Support databases - Githubissues

Context

The increasing amount of data has shed light on limitations of the current file-based approach (#789). There have been solutions implemented, mostly in augur filter, to improve memory usage and optimize IO speed. There have also been some discussions of using a database to better handle large datasets, but no clear solution yet. More info on this Nextstrain team google doc.

Assessment

Comparing a database approach against the current usage of pandas and Bio.SeqIO:

Strengths:
- No need to load all the data into memory at once, load in chunks where a "global" view of data is lost, or maintain a partial "global" view (e.g. for de-duplication).
- Ability to read data once and query multiple times, in separate commands.
- Many ways to further optimize a SQL query (e.g. indexes).
- Scales well to large datasets.
Caveats:
- A database is much less portable than metadata.tsv and sequences.fasta.
  - At least during the transition, there should be the ability to import/export database contents as .tsv and .fasta files (no regression in current interface).
- Some initial logic in #854 requires data to be loaded into tables with certain names.
  - For now, table names are hardcoded as implementation details but may be customizable down the road.
- Initial logic also relies on creating intermediate tables, which may seem intrusive to database owners.

Proposed iterative solution

1. Use a database file within `augur filter` (#854)

Internally load metadata into a SQLite database.
- Importantly, no change to the input and output options of augur filter.
Refactor pandas logic to queries on entire data (not chunks).

2. Support populating/loading an existing database file

Desired usage:

augur load \
  --metadata metadata.tsv
  --output-metadata data.sqlite3
augur filter –-metadata data.sqlite3 ...

Add a new sub-command to load metadata into a SQLite database file.
Extend capabilities of augur filter --metadata to accepts a SQLite database file. If present, it will skip the metadata/sequence loading step.
- This behavior is similar to the existing augur index for sequences.

3. Use `sqlite3` in other Augur commands that read tabular data

Logical refactoring similar to step (1) with augur filter.
Importantly, no change to the input and output options of each command.

4. Pass database files between Augur commands (?)

far out, likely to change

augur filter –-data data.sqlite3 ... --output-data data-filtered.sqlite3
...
augur refine --data data-filtered.sqlite3 ...
...

Add --output-data to augur filter.
Add --data and/or --output-data to other Augur commands.
Retain existing functionality of using TSV/FASTA files.

5. Support remote databases (?)

far out, likely to change

augur filter –-database "postgresql://user:pass@some.postgresql.endpoint:5432/database" ...
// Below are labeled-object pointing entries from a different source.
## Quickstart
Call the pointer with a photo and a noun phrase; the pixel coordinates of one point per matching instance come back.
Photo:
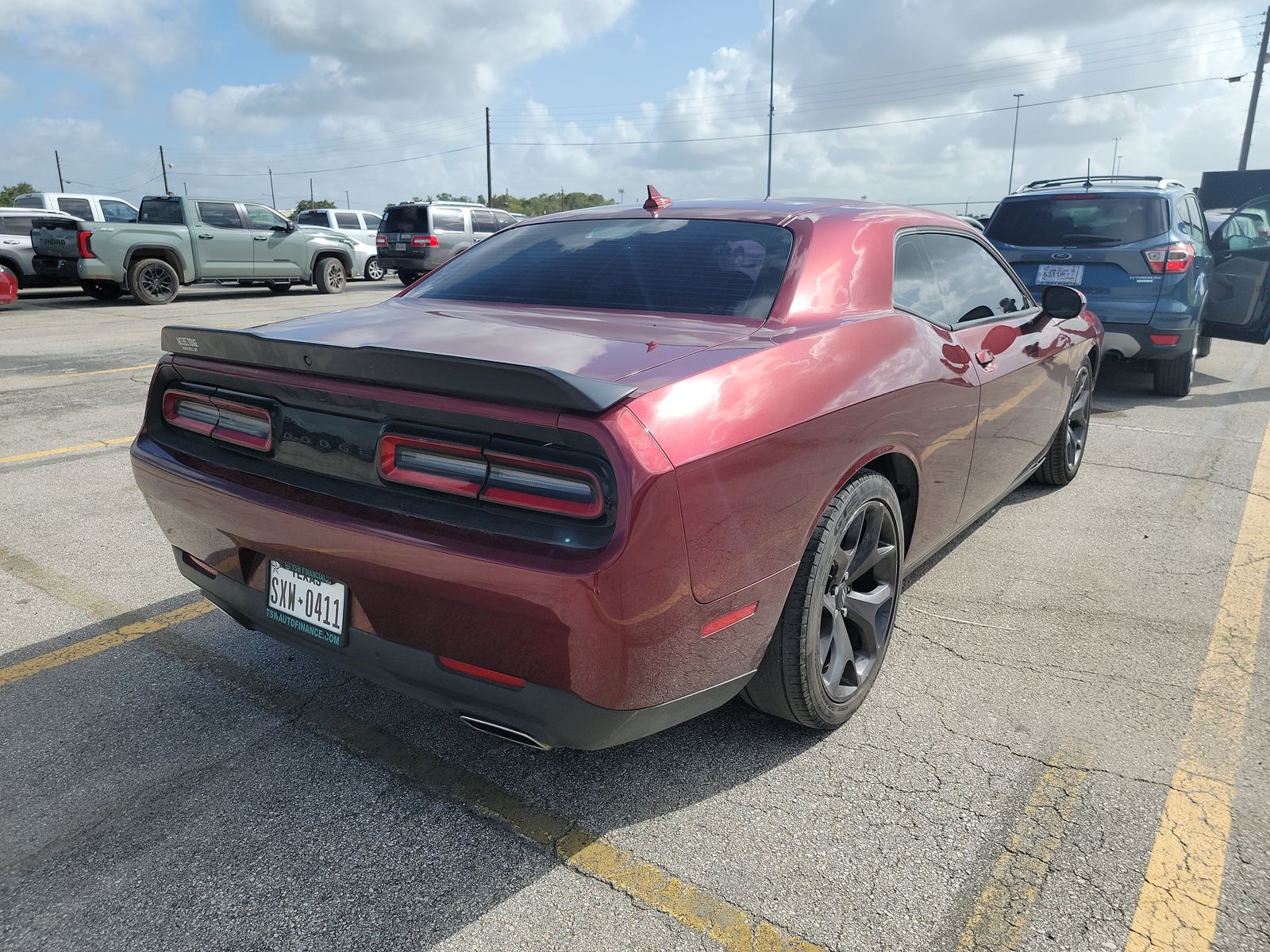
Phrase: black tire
(329, 276)
(1067, 450)
(152, 281)
(102, 290)
(851, 570)
(1174, 378)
Steps with unclear placement in solution

Load sequences into database (see 06e56981432be868939b9d40cadb0c529e99e38d)

Relevant past and present work

854
1094
1242

Thank you writing this up, @victorlin! For the CLI, we should consider continuing to support separate --metadata and --sequences arguments vs. adding a --database argument. The pandas read_csv API that gets called behind the scenes to load metadata already supports a nice generic interface where any valid file path or URL can be passed as input. This interface allows us to run augur filter like:

augur filter \
  --metadata s3://nextstrain-data/metadata.tsv.gz \
  --output-metadata filtered_metadata.tsv

augur filter \
  --metadata https://data.nextstrain.org/metadata.tsv.gz \
  --output-metadata filtered_metadata.tsv

This kind of interface could be extended to support databases (and TSVs, etc.) like so:

augur filter \
  --metadata metadata.sqlite3 \
  --output-metadata filtered_metadata.tsv

augur filter \
  --metadata "postgresql://user:pass@some.postgresql.endpoint:5432/database" \
  --output-metadata filtered_metadata.tsv

Obviously the issue is complicated if we expect sequences and metadata to be in the same database to maintain internal consistency. The interface above could become frustrating, confusing, and/or inconsistent if users had to specify database paths multiple times like:

augur filter \
  --metadata "postgresql://user:pass@some.postgresql.endpoint:5432/database" \
  --sequences "postgresql://user:pass@some.postgresql.endpoint:5432/database" \
  --output-metadata filtered_metadata.tsv \
  --output-sequences filtered_sequences.fasta

# Valid but potentially confusing if databases are not consistent.
augur filter \
  --metadata "postgresql://user:pass@some.postgresql.endpoint:5432/database" \
  --sequences sequences.sqlite3 \
  --output-metadata filtered_metadata.tsv \
  --output-sequences filtered_sequences.fasta

Whatever interface we choose, we should consider how/whether to abstract the type of input data from how it is being stored. For example, --database could become --data if it represents both sequences and metadata.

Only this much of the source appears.